2. Description of the Related Art
In recent years, more integrations of a magnetic device, a semiconductor device and so on have proceeded. For example, more integration of a thin-film magnetic head for reading/writing data has actively proceeded as well as higher performance, on demand for more improvement in areal recording density in the magnetic recording technique.
Most of the conventional manufacturing methods of such devices have a forming process of a predetermined element, by depositing a thin-film on a substrate and then by patterning the deposited film. Such a thin-film process meets the integration of the device by, for example, providing a microscopic width of the formed thin-film pattern with high accuracy. Here, a planarizing process is significantly important as well as the patterning process.
The planarizing process is a process for eliminating or reducing the variation in thickness or the step on the surface of the film deposited on the substrate. As a conventional technique of the planarizing process, there is, for example, an etch-back method.

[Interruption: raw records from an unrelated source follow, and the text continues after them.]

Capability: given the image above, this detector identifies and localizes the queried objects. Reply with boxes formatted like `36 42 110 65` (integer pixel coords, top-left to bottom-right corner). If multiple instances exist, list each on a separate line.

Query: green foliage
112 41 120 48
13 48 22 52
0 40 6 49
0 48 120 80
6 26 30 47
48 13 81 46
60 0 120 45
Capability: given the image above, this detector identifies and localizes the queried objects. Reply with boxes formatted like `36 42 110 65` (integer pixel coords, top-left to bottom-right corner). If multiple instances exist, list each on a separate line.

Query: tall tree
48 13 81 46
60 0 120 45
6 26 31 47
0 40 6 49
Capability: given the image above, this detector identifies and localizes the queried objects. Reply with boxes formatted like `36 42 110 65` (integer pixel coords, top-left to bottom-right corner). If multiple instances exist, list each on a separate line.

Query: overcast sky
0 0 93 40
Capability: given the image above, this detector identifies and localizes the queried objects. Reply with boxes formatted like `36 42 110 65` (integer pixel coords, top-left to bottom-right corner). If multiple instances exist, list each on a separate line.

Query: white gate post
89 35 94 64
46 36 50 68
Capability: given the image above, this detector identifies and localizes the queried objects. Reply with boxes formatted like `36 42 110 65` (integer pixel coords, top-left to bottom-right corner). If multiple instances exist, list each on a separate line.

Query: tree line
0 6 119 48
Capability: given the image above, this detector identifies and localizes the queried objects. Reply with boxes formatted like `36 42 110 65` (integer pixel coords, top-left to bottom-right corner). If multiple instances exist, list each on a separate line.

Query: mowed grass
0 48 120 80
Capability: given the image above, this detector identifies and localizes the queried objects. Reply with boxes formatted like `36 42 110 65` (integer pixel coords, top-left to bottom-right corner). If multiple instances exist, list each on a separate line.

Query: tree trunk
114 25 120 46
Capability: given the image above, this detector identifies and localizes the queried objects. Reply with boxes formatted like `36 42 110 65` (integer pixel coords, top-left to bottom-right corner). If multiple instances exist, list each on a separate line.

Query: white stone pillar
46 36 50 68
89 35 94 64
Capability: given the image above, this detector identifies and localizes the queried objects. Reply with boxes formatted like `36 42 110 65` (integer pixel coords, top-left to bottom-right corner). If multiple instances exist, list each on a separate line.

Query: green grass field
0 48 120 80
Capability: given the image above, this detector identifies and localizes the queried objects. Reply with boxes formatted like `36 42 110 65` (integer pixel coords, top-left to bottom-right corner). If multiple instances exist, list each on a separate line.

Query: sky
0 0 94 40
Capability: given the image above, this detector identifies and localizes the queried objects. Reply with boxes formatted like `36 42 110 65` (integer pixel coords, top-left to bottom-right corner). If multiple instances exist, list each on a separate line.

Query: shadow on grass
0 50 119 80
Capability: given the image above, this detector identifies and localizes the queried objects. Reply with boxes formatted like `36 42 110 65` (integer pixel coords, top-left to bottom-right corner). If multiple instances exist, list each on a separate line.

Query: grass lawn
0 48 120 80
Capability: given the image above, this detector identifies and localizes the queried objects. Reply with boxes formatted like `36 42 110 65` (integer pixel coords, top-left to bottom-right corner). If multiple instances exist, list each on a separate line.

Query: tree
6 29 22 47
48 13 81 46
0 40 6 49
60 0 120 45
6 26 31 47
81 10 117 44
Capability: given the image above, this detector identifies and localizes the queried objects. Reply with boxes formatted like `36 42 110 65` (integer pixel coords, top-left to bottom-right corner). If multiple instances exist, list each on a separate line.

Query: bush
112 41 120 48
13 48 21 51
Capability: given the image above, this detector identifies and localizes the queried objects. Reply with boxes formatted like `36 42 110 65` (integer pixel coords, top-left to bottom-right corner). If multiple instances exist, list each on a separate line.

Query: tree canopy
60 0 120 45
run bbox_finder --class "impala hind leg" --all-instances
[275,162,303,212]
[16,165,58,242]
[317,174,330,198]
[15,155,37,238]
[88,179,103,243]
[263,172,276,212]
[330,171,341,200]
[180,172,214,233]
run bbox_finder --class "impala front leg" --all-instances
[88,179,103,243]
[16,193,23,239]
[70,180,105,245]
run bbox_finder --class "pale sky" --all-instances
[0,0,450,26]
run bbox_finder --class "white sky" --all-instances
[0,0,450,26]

The etch-back method is a widely-used technique in which a resist, a spin-glass (SOG) or the like is applied so as to wholly cover the thin-film pattern formed on the substrate, and then the surface of the applied resist, SOG or the like is planarized by using an etching or a chemical mechanical polishing (CMP).
Further, as a means for resolving the negative effect of the steps, Japanese Patent Publication No. 03-261126A describes a forming method of gate electrodes of GaAs field-effect transistors (GaAs FET) in which a resist film pattern is formed with high accuracy to avoid the increase in gate length or the breaking of the formed gate electrode. Generally, a resist film pattern formed over a step portion has a tendency to become thicker around the step. As a result, it becomes difficult to perform an appropriate exposure to the whole resist film pattern. As a measure against this problem, the above-described forming method has a process to expose the resist film on the step portion separately in order to appropriately expose the whole resist film pattern.
However, even in this conventional technique, there has been a problem that a distribution or variation of film thickness in the resist film occurs when applying the resist, and thus, the distribution or variation of film thickness in the planarized film remains even after performing the planarizing process.
For example, in the case of planarizing a step by using the above-described etch-back method, under the presence of the distribution or variation of film thickness in the resist film as a buffer layer, it is significantly difficult to reduce the step within the amount of the distribution or variation. Further, in the case of planarizing a deposited film on a predetermined area of the substrate, the distribution of film thickness in the applied resist film occurs in this area when applying the resist. Therefore, it is also significantly difficult to suppress the distribution of film thickness in the planarized film within the amount of the distribution of film thickness in the applied resist film.